おいしい不動産投資にする方法
不動産投資で失敗してしまう要因
自分の資金力以上の買い物はNG
その答えは簡単です。自分の資金力以上の買い物をするからです。
例えば、貯金がない方がフルローン・オーバーローンで不動産投資をすると失敗してしまいます。とても不思議なのが、「貯金がないです」という方でも、銀行が融資してしまうのです。
ちゃんと働いて職がある方には、年収の10倍くらい平気でお金を貸してくれますから、そうすると借りられるので買ってしまう。ですが、ちょっと空室が続いたりするとすぐ赤字になるので、貯金がないとそこで破滅してしまいます。もうその時点で、破産しかなくなってしまうので、自分の資金力以上の買い物はしてはいけません。
皆さん現金を持っていれば、フルローンを組んでもオーバーローンで組んでもかまいません。

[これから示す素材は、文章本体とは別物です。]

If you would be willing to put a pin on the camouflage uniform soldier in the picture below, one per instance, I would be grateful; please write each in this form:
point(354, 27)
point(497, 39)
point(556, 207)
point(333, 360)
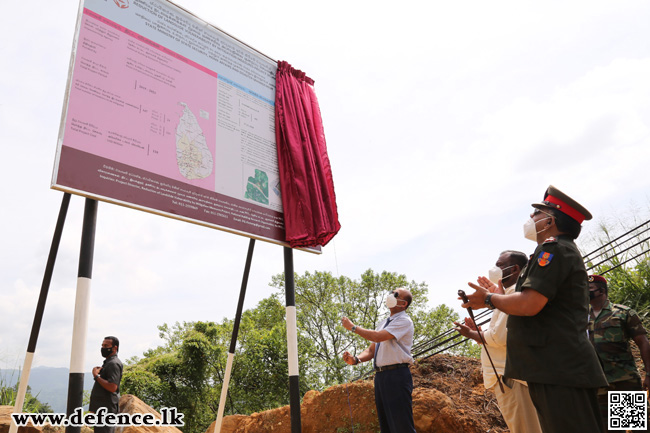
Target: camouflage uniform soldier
point(611, 326)
point(547, 343)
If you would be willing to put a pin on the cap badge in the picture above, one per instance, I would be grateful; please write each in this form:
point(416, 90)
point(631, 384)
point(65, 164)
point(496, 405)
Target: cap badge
point(544, 258)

今の時期なら1%前後と本当に金利が低いので、その金利を有効活用して、自分で持っている現金を置いておいて、フルローンを組んでもいいし、オーバーローンにしてもいいのです。ただし、何かあった時に現金ですぐに補填できるという確実な備えがある場合に限ります。
資金力以上の買い物をしてしまう要因
今の資金力以上の買い物をしてしまう方が、なぜそのような買い物をしてしまうのか?それについては、勉強不足が要因です。勉強不足なので、不動産業者の言いなりで買ってしまうのです。この勉強不足の中には、シミュレーションができないからということも含んでいます。
結局自分の手残りがいくらなのかという計算ができないので、資金力以上の買い物をしてしまいます。
加えて、今投資家のセミナーなどで流行っている、担当者の「頭金なしで儲かる」という言葉に乗せられてしまうのです。そんなにおいしい話は世の中にはありません。株にしても、FXにしても、なんにしてもそうですが、そういう頭金なしで儲かるという言葉に乗せられてはいけないということです。
適切なアドバイスをする指導者が必要
あとは、適切なアドバイスをする指導者がいないという点もあります。不動産業界は、特にそうです。本当に親身になってアドバイスしてくれる方が少ないのです。そういう方を見つけていかなくてはいけないということです。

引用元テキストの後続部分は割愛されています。